The first film ended with our surviving character Finn (the performer) defeating the antagonist, assisted and trained by the spirits of previous victims. This has compelled director Scott Derrickson and his collaborator C Robert Cargill to take the series and its killer to a new place, transforming a human antagonist into a paranormal entity, a route that takes them by way of Freddy's domain with a capability to return into the physical realm facilitated by dreams. But different from the striped sweater villain, the antagonist is noticeably uncreative and completely lacking comedy. The mask remains appropriately unsettling but the movie has difficulty to make him as scary as he briefly was in the first, limited by complex and typically puzzling guidelines.

Alpine Christian Camp Setting

The main character and his irritatingly profane sibling Gwen (Madeleine McGraw) confront him anew while snowed in at a high-altitude faith-based facility for kids, the second film also acknowledging regarding the hockey mask killer the camp slasher. The sister is directed there by an apparition of her deceased parent and what could be their deceased villain's initial casualties while Finn, still trying to handle his fury and newfound ability to fight back, is following so he can protect her. The writing is excessively awkward in its forced establishment, clumsily needing to leave the brother and sister trapped at a setting that will further contribute to backstories for both protagonist and antagonist, filling in details we didn't actually require or desire to understand. Additionally seeming like a more deliberate action to push the movie towards the comparable faith-based viewers that transformed the Conjuring movies into major blockbusters, Derrickson adds a faith-based component, with good now more closely associated with the creator and the afterlife while bad represents the demonic and punishment, faith the ultimate weapon against such a creature.

Overloaded Plot

The consequence of these choices is further over-stack a story that was formerly almost failing, incorporating needless complexities to what ought to be a simple Friday night engine. Frequently I discovered too busy asking questions about the hows and whys of feasible and unfeasible occurrences to become truly immersed. It's an undemanding role for the actor, whose features stay concealed but he does have genuine presence that’s typically lacking in other aspects in the ensemble. The environment is at times atmospherically grand but the majority of the continuously non-terrifying sequences are damaged by a gritty film stock appearance to distinguish dreaming from waking, an unsuccessful artistic decision that feels too self-aware and constructed to mirror the horrifying unpredictability of living through a genuine night terror.

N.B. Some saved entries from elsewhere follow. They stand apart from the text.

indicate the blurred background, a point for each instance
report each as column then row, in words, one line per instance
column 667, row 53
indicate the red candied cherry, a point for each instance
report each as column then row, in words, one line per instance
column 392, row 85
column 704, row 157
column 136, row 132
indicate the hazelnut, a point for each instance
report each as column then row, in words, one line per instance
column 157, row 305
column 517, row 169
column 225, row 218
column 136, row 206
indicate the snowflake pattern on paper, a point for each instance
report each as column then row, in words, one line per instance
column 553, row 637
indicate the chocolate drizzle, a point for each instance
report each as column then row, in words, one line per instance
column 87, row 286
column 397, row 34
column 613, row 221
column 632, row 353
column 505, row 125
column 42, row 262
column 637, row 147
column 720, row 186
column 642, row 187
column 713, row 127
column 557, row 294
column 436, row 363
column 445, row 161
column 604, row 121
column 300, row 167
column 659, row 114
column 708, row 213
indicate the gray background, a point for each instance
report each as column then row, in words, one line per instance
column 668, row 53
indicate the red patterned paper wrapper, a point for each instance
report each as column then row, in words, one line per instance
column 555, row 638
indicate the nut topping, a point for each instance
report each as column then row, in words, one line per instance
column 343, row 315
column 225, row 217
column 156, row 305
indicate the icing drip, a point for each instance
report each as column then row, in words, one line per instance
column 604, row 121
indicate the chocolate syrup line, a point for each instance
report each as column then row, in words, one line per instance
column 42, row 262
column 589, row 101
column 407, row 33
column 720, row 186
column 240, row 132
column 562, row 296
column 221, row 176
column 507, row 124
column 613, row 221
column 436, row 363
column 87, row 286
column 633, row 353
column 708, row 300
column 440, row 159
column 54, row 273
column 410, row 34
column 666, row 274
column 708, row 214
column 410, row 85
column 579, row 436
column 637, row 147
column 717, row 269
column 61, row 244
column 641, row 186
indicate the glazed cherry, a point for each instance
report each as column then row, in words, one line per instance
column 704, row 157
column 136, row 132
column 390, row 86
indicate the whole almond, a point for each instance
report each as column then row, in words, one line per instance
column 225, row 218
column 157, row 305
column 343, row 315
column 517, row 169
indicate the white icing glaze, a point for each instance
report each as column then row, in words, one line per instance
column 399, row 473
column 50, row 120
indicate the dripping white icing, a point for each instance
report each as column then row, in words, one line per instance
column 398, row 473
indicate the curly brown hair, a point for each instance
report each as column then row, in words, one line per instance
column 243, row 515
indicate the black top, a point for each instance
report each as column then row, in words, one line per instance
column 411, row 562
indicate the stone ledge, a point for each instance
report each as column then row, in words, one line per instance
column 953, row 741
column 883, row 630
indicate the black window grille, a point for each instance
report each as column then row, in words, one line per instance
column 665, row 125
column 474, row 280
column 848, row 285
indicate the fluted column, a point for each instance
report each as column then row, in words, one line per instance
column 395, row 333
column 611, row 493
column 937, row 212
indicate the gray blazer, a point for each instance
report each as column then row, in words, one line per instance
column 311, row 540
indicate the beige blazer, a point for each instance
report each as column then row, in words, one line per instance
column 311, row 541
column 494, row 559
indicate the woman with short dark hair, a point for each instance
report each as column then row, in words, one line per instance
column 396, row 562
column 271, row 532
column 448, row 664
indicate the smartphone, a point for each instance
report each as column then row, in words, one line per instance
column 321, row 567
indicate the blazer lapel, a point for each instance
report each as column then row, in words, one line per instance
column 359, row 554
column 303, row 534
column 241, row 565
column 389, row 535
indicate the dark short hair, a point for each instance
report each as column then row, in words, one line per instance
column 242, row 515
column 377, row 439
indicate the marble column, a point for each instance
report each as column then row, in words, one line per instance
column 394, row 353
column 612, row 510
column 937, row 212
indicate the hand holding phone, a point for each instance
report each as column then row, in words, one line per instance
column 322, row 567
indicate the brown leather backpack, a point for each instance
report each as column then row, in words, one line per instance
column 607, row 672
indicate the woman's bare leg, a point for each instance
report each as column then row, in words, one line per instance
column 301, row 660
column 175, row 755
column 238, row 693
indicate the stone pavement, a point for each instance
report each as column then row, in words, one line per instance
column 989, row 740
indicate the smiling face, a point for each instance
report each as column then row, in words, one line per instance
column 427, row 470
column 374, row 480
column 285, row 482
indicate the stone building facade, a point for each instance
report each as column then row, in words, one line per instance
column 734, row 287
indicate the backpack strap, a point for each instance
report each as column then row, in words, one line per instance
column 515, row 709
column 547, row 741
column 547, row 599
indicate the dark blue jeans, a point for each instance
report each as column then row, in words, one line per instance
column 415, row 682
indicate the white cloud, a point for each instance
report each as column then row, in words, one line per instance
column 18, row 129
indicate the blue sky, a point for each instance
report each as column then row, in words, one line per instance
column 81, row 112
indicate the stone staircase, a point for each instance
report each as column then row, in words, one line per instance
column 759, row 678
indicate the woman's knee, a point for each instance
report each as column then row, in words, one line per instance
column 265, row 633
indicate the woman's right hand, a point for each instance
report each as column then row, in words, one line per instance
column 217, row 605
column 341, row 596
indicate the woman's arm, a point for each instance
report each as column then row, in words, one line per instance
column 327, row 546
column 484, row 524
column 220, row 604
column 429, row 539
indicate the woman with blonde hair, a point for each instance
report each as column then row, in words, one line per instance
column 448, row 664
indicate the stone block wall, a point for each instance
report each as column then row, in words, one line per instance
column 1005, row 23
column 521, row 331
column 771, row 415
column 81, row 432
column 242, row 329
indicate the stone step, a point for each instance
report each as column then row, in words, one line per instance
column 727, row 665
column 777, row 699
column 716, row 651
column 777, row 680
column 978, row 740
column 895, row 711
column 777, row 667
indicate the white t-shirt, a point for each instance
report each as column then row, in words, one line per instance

Weak Continuation Rationale

Lasting approximately two hours, the sequel, comparable to earlier failures, is a excessively extended and hugely unconvincing case for the creation of an additional film universe. When it calls again, I advise letting it go to voicemail.

  • The follow-up film releases in Australia's movie houses on 16 October and in the United States and United Kingdom on 17 October
Bruce Wood
Bruce Wood

A passionate educator and course developer with over 10 years of experience in online learning and instructional design.